The designs are so personal. Although we focus on perfecting our own design while learning the construction and dyeing techniques we are aware of our fellow hanten otters working on their individual projects.

My old buddy Jacky Eyre did something special that made me tear up with delight and and gratitude.

I repeated a story to Jacky and the students from Yazaki san the kimono seamstress whom I have known for 25 years.

"You can't call yourself a kimono maker until you have made 100. Not 98 not 99 but 100."

The old saying is not just referring to a kimono stitcher. It is meant to refer to all crafts...writing, playing an instrument and stonemasonry. (Some of these skills are more quantifiable.)

Having made a few dozen of these jackets myself over the years but knowing that true mastery is elusive...maybe two hundred at my pace.

Jacky made me this quilt with 100 hantens. At first glance I could see that it was constructed with Japanese folk textile scraps.

I was moved.

It was a lot to take in at once with a group of people watching me open and receive the gift.

I was smiling in gratitude and admiring the overall design and color scheme. I felt a little choke up coming with the 100 hanten theme.

Then one block caught my eye. It was a hanten with a large box kite embroidered on the back. It was instantly recognizable as lovely Alex's lovely design.

A single tear escaped and then I noticed that the central panels were all images of the other students in Jacky's group hantens. I bit my lower lip to stop the flood and walked into the adjoining room to hide my tears.

Jacky is a larger-than-life-no-nonsense-practical-clear-blue-eyed-Australian-tough-beautiful woman.

She captured those two precious weeks of being together and put them in that quilt with humor and respect and talent.

(One rule Bryan....No shagging on top of that quilt...but underneath is fine.)

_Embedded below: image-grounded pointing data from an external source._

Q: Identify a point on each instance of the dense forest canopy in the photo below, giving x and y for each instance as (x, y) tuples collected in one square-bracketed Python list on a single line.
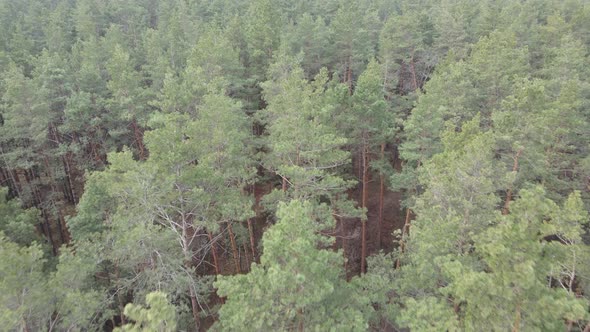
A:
[(272, 165)]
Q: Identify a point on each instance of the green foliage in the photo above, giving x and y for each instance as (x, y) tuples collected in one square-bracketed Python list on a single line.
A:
[(297, 283), (17, 224), (160, 316)]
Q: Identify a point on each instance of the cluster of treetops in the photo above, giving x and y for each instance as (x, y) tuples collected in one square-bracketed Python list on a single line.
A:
[(135, 137)]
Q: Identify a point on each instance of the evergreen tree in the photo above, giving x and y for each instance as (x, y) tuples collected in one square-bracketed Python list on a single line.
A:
[(297, 285)]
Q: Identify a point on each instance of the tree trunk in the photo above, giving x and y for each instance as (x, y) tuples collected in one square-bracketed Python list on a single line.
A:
[(516, 326), (364, 206), (413, 70), (252, 244), (214, 253), (405, 230), (381, 194), (234, 248), (506, 208), (195, 308), (246, 257), (68, 169), (119, 298), (138, 135), (349, 75)]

Camilla  meticulously placed carp stencils her hanten.
Molly the surgeon chose a brain and heart insignia. (Heart on the sleeve.)
Jo used antique material carefully composed.
Melissa who lives in a forest carefully drew a pine motif.
Harriet the social justice activist  meticulously hand wrote out the names of the victims of a factory fire in  Britain in the early 20th century on the lining and an emblem of worker/ farmer solidarity on the back,
Sophie the French architect was tired of concrete and used a butterfly motif.
Alex used her kite motif.
I used some old persimmon and indigo scraps.
Jacky hand pasted concentric circles on her hanten.
There were many other references to our time spent together here in Japan and Australia.

So it all gets an A plus another A.
It works together and has a spirit. 
Thank you Jacky. 

Misc. pictures of the workshop last spring. Thank you.

And our perfect kimono sewing teacher Keiko Yazaki with her shy back to the camera.